Now during the first initial phase of my quitting smoking I had to substitute and replace my smoking with something so I decided I need to select the most counter activity to smoking … so I decided to run. So, in the beginning I was only able to run one street block and after that I was panting, exhausted and out of breath. But over time and with consistency I could run longer and further until eventually I started signing up for small races, 5K’s at first and then one day my sister and I decided we were going to run a marathon with a charity organization and without blinking and eye we signed ourselves up and joined a team. We were not only committed to run a 26.2 marathon in San Diego but we were also going to individually raise $2500 each for our charity. What did we just do?
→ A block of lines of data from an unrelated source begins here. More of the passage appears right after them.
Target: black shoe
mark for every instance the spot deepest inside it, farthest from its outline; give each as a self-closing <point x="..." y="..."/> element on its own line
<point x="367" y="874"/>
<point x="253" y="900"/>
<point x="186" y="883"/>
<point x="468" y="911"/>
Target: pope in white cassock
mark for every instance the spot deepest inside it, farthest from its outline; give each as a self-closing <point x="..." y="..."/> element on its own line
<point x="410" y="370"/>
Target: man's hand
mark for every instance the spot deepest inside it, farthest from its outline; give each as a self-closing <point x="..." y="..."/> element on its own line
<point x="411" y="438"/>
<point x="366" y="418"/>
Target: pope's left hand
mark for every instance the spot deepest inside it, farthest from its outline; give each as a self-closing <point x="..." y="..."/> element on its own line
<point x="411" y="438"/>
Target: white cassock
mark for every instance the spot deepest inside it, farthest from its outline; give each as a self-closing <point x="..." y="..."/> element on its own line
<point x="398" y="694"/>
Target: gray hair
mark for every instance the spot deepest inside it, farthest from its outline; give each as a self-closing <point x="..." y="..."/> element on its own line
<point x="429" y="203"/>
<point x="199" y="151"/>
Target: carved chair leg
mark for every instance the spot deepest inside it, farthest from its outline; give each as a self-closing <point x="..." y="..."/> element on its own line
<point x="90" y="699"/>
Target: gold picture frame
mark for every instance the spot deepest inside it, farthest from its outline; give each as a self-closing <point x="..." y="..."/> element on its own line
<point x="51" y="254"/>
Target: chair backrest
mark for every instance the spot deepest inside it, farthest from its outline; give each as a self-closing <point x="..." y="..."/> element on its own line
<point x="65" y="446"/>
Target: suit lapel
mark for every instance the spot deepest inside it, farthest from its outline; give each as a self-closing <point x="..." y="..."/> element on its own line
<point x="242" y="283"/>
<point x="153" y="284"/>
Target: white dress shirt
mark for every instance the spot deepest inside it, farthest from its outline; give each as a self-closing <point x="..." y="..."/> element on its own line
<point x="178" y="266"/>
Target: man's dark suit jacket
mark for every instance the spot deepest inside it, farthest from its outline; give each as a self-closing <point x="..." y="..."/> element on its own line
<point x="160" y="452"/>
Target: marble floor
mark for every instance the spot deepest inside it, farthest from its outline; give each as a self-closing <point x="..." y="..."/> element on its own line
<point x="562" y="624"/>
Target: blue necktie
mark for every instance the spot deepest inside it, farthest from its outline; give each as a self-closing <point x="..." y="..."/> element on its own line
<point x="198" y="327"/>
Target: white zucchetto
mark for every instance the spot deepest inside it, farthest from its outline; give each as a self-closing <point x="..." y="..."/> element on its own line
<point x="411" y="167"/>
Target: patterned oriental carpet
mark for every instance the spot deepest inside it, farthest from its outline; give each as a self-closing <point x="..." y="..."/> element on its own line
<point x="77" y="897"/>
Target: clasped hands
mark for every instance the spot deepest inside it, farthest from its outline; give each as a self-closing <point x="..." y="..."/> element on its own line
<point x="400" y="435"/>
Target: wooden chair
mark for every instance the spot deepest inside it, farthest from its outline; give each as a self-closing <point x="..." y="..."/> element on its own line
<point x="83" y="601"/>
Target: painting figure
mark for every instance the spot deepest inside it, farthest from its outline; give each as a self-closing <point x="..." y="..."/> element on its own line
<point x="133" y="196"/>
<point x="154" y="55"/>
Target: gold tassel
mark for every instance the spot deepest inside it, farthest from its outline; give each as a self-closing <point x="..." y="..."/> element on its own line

So, for the next five months we were preparing and training ourselves for this event for San Diego and every Saturday morning we would meet for our long runs which would build up every week in distance and my sister and I were the snails of the group, always last but we ran together to support one another. And on day one we made a pact and that pact contained one and only one rule that we had to abide by during our runs and throughout the entire training and that was we were not allowed to complain at all during our run. That was it. No Bitchin and no complaining … everyone else was a “go”. Tony Robbins once said “80% of success in life is psychology and 20% is mechanics.” I knew that if we could manage our psychology, our mindset, our focus, we could get through this. Because once you allow yourself to start bitchin and complaining the experience alters dramatically. Everything is painful, every step becomes more difficult, and time lengthens beyond imagination and so on and so on. Alternatively, our rule allowed us mentally to stay the course and keep our goal in mind. We were allowed that once we were done we could Bitch and complain all we wanted. But guess what, when we were finished we were so freakin’ glad to be done that the last thing we wanted to do was complain, we were celebrating!
Years later when I trained and ran the Boston Marathon, my coach told us that on race day he was going to be posted at the half way mark and that we needed to find him in the crowd because he would have an important message for us. And that this message was going to get us across the finish line. I had family members and friends posted in various spots on the course knew where each of them would be so I would scour and look for folks at various locations and as I was coming up to the half way mark I starting scouring for Rick. So as I get closer I don’t see Rick so now I am feverishly looking for Rick when finally I spot him and about two hundred year ahead of me I see him squatting in the middle of the road and he is smiling at me. I feel so relieved to see him and get super focused as I know he is going to tell me some vital message. I see him starting to point to his finger to his head and point like this and I am going ‘what?” What the heck does that mean …? And then the light bulb goes off …. Ohhhhh it’s all in my head. Yes it’s all in my head. Okay that’s the message …. That’s what’s gonna get me to the finish line and guess what …. It did!
This same concept carries through in all other areas of our lives. We have to live by few rules and get ourselves into the mental space that ensures our greatest chances for success. Robert Frost said “The best way out is always through.”